2、短期的には為替の介入や牽制の効力はあるのかもしれませんが、何度も使える手法ではありませんし、繰り返すほどに効力は弱まっていきますよね。要するに、国の財政を立て直して、金利を引き上げない限り、長い目で見れば円の信用が失墜して円安が加速していくのを食い止めるのは至難だと考えます。政府はマーケットのせいにして現実から逃避するのではなく、マーケットの下す判定は方向性としては妥当であり、国の政策のせいだと認めるべきなのでは?高市政権も国民民主党などの野党も減税や積極財政を無責任に煽るべきではなく、有権者もいい加減にこういったポピュリズム政治家たちに騙されないよう目を覚ますべきです。
3、円安の背景は複合要因とされるが、あえて踏み込めば、政策運営の判断が長期にわたり偏りすぎた結果と見ることもできる。
日本銀行は大規模緩和を続け、市場機能や金利形成を歪めたまま出口を先送りしてきた。その間に円は低金利通貨として固定化され、資金は海外へ流出しやすい構造が定着した。世界がインフレと金利上昇に向かう中でも対応は遅れ、結果として日米金利差が拡大し、円安が一気に進行した。こうした流れは、リスクを認識しながらも修正を先送りした判断の積み重ねとも言える。もちろん当時はデフレ脱却という課題があったが、結果として出口戦略を欠いたまま規模だけを拡大させた影響は大きい。現在の円安は、環境要因だけでなく、特定の政策判断に強く依存した側面があり、その意味で個人の意思決定に近い責任を問う見方が出るのも無理はない。
4、円・債券・株が同時に売られる“トリプル安”の中で、為替だけ急激に戻した動きは、政府・日銀が為替介入に踏み切った可能性が高い。一時的に5円前後も動くのは通常ではほぼ起きない値幅で、タイミング的にも介入と一致する。

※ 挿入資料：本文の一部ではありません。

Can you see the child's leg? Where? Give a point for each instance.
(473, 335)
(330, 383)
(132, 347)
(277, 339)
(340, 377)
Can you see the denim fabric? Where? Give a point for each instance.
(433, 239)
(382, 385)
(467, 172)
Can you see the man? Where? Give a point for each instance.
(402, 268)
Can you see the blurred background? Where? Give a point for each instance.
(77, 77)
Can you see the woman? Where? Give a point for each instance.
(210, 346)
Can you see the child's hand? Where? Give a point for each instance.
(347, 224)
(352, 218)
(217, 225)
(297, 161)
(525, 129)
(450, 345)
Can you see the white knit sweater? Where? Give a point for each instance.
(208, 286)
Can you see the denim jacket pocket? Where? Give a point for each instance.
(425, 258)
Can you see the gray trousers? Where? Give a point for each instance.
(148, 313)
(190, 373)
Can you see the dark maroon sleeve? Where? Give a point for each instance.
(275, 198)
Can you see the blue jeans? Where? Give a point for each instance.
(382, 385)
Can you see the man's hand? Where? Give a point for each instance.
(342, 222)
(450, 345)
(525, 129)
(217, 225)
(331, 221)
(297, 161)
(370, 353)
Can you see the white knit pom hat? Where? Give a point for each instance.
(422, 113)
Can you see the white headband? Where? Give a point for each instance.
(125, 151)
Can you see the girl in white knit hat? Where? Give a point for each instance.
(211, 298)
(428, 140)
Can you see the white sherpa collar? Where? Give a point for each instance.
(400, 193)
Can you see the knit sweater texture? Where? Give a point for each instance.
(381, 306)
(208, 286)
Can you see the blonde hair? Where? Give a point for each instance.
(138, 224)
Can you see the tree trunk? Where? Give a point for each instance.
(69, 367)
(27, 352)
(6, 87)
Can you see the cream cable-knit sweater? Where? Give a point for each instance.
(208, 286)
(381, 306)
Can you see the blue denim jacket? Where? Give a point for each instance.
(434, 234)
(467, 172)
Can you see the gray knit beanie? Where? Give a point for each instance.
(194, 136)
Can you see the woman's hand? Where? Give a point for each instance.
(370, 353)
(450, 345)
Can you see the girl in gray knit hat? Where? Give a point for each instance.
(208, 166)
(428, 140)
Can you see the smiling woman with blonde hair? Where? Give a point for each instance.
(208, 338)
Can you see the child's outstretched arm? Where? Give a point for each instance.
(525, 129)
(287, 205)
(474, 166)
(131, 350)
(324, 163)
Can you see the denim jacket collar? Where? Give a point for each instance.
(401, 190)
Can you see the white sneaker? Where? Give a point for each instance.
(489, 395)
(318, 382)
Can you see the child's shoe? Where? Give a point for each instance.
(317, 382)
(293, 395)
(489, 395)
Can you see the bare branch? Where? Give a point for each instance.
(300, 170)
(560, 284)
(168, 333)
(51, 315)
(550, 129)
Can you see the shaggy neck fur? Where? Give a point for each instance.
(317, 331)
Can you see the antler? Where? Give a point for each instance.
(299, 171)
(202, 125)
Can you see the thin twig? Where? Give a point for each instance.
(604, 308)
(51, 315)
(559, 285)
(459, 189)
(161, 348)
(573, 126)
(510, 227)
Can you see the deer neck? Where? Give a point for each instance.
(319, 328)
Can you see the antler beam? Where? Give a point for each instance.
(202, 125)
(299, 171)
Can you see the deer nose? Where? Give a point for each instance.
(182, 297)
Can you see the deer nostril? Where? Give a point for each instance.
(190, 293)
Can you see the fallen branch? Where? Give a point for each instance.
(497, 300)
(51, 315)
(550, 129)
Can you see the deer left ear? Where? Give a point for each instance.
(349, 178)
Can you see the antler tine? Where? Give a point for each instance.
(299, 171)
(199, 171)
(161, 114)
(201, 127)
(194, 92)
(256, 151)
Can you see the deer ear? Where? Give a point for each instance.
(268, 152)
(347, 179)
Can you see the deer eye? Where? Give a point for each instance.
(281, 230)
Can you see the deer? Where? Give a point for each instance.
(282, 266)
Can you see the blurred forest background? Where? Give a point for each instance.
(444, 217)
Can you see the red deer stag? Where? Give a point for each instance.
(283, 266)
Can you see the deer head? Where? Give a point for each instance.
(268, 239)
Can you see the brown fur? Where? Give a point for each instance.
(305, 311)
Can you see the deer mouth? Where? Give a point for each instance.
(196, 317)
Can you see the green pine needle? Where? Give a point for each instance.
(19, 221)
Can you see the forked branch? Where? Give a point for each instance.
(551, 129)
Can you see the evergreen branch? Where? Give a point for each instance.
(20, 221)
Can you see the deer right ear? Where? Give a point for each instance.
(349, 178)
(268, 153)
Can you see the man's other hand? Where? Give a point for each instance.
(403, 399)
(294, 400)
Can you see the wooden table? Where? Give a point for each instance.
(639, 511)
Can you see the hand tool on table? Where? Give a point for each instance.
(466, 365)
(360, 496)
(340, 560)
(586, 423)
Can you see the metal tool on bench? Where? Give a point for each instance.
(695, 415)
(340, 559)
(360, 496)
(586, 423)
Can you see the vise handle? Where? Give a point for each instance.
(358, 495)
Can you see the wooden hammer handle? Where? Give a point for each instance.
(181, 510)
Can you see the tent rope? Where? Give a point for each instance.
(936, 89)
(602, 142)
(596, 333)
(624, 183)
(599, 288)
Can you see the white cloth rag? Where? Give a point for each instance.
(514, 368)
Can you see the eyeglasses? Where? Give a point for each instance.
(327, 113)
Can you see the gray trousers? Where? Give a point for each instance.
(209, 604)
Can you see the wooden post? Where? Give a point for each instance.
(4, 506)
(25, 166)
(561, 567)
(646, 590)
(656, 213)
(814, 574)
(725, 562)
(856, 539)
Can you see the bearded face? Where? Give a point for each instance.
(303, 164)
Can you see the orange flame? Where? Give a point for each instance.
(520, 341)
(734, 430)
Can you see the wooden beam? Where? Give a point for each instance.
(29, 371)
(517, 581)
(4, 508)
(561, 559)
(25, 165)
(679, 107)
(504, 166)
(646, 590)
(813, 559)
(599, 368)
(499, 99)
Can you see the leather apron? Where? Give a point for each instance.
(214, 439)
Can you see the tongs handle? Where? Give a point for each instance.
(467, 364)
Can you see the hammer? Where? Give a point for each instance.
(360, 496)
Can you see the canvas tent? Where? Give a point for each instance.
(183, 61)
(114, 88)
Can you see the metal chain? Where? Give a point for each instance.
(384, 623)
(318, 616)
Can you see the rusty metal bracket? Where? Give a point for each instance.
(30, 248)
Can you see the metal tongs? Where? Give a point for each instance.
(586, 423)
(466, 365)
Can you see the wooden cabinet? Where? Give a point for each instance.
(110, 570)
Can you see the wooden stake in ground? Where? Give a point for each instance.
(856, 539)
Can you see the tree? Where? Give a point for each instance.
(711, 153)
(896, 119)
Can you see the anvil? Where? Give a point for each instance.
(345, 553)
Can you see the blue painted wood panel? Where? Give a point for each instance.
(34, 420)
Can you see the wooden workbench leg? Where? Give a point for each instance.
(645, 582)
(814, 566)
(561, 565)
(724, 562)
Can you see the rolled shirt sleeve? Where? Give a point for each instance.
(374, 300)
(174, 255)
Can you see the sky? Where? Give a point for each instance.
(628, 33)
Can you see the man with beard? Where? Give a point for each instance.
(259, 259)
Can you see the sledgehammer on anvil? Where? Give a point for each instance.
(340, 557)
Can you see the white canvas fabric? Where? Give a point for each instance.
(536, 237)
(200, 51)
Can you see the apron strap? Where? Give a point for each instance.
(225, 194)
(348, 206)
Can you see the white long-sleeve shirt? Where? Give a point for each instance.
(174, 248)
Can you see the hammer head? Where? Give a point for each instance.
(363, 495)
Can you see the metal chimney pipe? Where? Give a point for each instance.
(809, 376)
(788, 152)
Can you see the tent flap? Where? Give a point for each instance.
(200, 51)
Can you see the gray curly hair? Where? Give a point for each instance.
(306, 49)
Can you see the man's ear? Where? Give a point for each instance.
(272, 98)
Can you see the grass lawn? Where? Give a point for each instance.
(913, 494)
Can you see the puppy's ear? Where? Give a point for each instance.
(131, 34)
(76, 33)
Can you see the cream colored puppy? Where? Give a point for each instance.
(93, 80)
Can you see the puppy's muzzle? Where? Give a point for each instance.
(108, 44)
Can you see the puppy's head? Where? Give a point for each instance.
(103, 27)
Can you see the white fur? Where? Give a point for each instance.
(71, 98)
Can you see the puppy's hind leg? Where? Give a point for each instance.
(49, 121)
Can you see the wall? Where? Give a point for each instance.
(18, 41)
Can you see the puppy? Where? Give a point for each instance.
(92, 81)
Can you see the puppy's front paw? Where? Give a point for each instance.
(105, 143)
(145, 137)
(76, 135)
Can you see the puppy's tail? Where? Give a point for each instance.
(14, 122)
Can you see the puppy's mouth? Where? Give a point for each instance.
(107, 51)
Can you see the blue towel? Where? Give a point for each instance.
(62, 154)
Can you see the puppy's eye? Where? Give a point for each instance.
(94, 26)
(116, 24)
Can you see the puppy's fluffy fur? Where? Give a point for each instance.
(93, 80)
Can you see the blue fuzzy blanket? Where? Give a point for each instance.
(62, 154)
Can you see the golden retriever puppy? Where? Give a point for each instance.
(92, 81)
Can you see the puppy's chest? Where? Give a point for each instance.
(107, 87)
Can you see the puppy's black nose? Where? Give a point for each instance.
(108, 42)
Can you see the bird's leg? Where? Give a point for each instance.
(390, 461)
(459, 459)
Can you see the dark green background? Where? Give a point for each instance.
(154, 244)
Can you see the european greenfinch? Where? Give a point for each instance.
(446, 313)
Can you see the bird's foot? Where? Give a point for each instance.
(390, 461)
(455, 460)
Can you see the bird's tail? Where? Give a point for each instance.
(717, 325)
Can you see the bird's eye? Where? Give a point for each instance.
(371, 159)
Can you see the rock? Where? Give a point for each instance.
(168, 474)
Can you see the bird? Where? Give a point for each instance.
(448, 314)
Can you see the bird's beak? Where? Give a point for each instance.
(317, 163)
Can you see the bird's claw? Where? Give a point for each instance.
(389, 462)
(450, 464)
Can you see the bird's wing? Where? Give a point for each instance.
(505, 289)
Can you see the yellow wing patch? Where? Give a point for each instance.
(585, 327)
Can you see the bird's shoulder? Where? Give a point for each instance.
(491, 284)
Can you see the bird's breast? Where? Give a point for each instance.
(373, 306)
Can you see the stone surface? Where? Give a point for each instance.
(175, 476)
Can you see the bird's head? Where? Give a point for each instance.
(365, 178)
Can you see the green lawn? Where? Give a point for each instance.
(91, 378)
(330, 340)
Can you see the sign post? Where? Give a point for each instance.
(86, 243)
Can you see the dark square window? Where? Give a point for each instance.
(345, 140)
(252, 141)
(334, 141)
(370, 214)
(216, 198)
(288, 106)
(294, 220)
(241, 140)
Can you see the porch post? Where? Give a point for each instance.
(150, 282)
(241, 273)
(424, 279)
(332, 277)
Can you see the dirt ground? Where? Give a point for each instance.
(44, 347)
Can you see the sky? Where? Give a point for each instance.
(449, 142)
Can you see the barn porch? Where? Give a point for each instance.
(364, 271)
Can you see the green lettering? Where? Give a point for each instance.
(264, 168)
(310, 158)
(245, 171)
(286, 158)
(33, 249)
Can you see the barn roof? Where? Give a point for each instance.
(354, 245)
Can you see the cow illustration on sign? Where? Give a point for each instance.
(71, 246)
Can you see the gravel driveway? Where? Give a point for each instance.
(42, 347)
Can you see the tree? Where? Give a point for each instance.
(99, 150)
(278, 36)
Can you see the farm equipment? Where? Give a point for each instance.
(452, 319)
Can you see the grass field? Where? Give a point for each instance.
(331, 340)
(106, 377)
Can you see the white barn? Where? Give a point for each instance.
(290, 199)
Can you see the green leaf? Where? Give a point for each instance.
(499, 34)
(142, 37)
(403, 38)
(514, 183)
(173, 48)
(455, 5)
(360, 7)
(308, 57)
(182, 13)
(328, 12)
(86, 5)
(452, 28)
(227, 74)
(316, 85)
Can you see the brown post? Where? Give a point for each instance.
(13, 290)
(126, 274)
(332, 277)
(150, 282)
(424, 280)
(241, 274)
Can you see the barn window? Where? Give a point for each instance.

ただ、戻りが速いのも事実で、第二弾・第三弾の介入が入る余地は十分ある。 少なくとも、過度に進んでいた円安に“軽いブレーキ”をかけた形にはなった。
とはいえ、根本の問題は日銀が金利を上げないこと。政策金利が世界で最も低いままなら、介入が終われば市場は再びドル買い・円売りに戻るのは避けられない。一時しのぎの介入では流れは変わらない。本気で円安を止めるなら、金融政策の正常化が必要。